女子は現在コアチームおり、1月26日~28日にオーストラリアで行われた「HSBCワールドラグビー女子セブンズシリーズ オーストラリア大会」で、強豪イングランドから初白星を奪う快挙をみせた。

自国開催の「HSBC ワールドラグビー 女子セブンズシリーズ 北九州大会(4月21日~22日)」で、ニュージーランド、フランス、アメリカと共にプールBに組み込まれたサクラセブンズ。全敗のまま迎えたカナダとの最下位決定戦でも負け越し12位に終わってしまった。

ホーム開催のため、多くの応援があった日本女子セブンズ代表たちは、悔しさと共に世界の壁がさらに高くなっていることを実感した。コアチーム残留が危うくなっており、練習方法、練習相手の確保、フィジカル面など全ての面で成長が望まれている。

大学レベルの強化も必要

4月15日、秩父宮ラグビー場で第19回東日本大学セブンズが開催された。この大会の本来の目的は学生ラグビー7人制の強化にあるのだが、トップレベルで継続的に7人制の強化を行っている大学は未だない。

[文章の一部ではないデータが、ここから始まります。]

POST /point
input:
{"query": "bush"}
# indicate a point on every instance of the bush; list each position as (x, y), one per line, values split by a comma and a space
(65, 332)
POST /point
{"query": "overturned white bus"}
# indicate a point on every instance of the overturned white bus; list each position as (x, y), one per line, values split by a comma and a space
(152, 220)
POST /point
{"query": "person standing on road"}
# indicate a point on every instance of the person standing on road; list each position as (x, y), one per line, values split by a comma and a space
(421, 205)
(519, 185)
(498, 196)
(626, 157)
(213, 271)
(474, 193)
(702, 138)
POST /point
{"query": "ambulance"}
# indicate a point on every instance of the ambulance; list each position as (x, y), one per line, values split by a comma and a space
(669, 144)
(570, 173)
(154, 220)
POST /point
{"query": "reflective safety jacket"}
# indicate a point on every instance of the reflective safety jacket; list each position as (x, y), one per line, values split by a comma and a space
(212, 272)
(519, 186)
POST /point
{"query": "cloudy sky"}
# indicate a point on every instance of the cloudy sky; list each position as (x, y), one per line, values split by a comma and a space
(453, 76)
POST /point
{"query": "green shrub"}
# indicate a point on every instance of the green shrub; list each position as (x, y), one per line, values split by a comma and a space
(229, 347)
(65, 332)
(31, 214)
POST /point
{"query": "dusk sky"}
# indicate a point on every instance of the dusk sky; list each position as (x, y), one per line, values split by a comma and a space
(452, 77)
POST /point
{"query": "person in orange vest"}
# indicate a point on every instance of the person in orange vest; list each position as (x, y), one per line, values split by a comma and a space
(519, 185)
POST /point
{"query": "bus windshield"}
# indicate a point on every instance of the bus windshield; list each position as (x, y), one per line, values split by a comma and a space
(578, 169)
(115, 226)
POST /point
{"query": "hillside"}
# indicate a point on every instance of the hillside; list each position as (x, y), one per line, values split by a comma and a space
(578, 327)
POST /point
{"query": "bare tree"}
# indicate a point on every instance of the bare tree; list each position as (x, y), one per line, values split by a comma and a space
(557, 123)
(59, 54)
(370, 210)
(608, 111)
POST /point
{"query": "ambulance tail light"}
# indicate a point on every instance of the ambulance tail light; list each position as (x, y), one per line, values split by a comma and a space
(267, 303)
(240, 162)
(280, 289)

オリンピックに向けて継続的に7人制チームを強化していきたいが、15人制のような知名度はなく難しい状況になっている。国籍や年齢などを考慮しながら、早急に強化しなければならない課題なのだが、トップリーグでも大学でもなかなか7人制の代表選手が集まっていないのだ。

7人制のスキルは15人制でも活きる。一方で昨年、新潟大が早稲田大を破ったように特化して練習を積めば番狂わせが起きてしまう。多くのチームが直前にメンバーを選考し、戦術面では極めて表層的な練習だけで大会に臨んでいることが原因だ。

ほとんどの大学が7人制の戦いになっておらず、本来の目的を失ってしまっている。

金メダルのためには

2020年の東京では男女ともメダル獲得(協会は「金」と言っている)が目標だが、そのためには最低限コアチームに所属して世界のトップレベルと戦い、チーム力を上げ、その目標に近づかなければならないだろう。少なくとも来年の今頃、またコアチームから降格となれば、もう2020年までコアチームとして戦えず、十分な実戦経験を積むことができなくなる。

加えて、大学レベルでの強化が進まなければ、これまでと同様に15人制ラグビー専任の選手から選出することも考えなければならなくなる。7人制専任選手の選出、育成のためにも早急な体制見直しが必要だ。